= Adam Jacot de Boinod =

British writer

Adam Jacot de Boinod (born 20 February 1960) is a British author, notable for his works about unusual words, such as his last name. Usually known as Jacot, he has written three books, the first two (The Meaning of Tingo and Toujours Tingo) looking at words which have no equivalent in the English language, and his third book (The Wonder of Whiffling) which reveals unusual words in English.

==Early life==
Jacot was born at Louise Margaret Hospital at Aldershot, the son of Capt. (Christopher) William Brooke Jacot de Boinod and
Annette Angela Ellse Booth. His mother was the granddaughter of Charles Alfred Chastel de Boinville.

He was educated at Harrow School, before obtaining a degree from Cambridge University (MA).

==Career==
Jacot worked on the first series of the television panel game QI. His research on the show involved him reading an entire Albanian language dictionary and noting down any words which he found interesting. He noted that there are 27 different words for moustaches and 27 words for eyebrows in Albanian, including, "vetullan" ("very bushy eyebrows"), "vetullor" ("slightly arched eyebrows") and "vetullosh" ("very thick eyebrows"). There was also a question asking the meaning of the word "vetullushe", which was claimed to be "a goat with brown eyebrows".

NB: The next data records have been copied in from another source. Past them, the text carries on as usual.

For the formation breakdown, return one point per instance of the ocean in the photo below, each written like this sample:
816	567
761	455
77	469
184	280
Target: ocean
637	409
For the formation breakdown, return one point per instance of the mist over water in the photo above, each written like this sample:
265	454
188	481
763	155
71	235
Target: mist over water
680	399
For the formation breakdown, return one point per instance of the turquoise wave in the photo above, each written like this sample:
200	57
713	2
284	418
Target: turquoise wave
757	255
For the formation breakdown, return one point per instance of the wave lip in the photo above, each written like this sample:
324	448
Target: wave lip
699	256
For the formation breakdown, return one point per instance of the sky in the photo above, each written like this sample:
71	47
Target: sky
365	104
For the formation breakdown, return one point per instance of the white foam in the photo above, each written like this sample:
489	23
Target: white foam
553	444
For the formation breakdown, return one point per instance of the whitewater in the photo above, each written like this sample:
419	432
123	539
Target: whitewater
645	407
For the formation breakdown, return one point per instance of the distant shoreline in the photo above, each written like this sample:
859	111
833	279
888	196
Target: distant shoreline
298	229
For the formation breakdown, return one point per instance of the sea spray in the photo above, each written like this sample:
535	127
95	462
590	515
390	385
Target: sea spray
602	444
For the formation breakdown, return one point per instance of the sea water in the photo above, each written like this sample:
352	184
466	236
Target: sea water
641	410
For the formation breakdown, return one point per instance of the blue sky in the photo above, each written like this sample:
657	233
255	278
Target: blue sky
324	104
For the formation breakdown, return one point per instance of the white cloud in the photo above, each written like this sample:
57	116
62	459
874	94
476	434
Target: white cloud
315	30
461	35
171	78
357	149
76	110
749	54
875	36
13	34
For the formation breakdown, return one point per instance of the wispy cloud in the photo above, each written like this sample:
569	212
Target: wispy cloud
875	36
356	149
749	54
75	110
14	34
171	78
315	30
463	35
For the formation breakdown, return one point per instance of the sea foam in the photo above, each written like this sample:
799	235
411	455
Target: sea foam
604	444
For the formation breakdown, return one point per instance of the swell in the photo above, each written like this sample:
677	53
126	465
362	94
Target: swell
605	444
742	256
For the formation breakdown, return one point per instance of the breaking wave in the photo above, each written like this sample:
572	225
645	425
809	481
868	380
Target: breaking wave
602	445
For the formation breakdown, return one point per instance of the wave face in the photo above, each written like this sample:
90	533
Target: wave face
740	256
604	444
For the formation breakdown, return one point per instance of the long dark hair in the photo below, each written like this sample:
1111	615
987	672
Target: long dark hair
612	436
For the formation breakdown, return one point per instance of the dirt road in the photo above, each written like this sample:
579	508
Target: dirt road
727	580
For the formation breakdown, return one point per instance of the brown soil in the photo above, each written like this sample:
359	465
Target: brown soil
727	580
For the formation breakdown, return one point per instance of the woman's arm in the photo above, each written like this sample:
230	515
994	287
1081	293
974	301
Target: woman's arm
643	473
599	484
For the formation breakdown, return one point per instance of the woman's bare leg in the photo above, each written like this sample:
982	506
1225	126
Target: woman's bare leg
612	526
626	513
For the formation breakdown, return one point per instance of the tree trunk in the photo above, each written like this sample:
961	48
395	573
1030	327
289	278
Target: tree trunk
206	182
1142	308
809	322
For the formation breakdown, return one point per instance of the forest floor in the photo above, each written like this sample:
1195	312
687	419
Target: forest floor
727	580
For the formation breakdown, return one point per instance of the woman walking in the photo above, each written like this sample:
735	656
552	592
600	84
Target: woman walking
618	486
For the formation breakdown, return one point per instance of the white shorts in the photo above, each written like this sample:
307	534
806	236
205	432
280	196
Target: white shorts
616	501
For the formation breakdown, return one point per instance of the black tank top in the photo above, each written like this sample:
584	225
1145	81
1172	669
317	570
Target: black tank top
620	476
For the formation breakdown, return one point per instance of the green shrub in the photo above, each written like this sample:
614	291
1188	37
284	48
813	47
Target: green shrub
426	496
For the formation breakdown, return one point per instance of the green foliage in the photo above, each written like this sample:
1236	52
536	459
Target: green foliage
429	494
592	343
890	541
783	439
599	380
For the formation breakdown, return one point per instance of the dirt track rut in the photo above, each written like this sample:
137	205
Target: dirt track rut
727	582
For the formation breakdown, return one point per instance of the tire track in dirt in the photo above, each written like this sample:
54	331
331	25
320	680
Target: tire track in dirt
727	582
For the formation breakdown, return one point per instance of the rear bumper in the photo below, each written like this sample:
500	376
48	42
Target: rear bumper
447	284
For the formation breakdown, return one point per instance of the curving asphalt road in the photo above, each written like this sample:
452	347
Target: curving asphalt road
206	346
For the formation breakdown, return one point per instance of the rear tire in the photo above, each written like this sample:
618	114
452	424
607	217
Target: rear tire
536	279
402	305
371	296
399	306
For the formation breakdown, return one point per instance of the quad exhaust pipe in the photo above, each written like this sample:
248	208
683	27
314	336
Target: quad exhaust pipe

After leaving QI, Jacot began an investigation into other languages, examining 280 dictionaries and 140 websites. This led to the creation of his first book in 2005, The Meaning of Tingo, a book featuring words which have no equivalent in the English language, "tingo" being a word from the Pascuense language of Easter Island meaning, "to borrow things from a friend's house, one by one, until there's nothing left". He then wrote a sequel entitled Toujours Tingo in 2007. In 2009, Jacot wrote The Wonder of Whiffling, a book about unusual words in English, the word "whiffling" having several meanings, including "one who examined candidates for degrees… an officer who cleared the way for a procession, as well as being the name of the man with the whip in Morris dancing."

He co-writes a daily trivia column for the Daily Mail with Etan Smallman.

Adam was also occasionally involved with Houghton & Mackay Magazine, and became a guest writer in early 2013.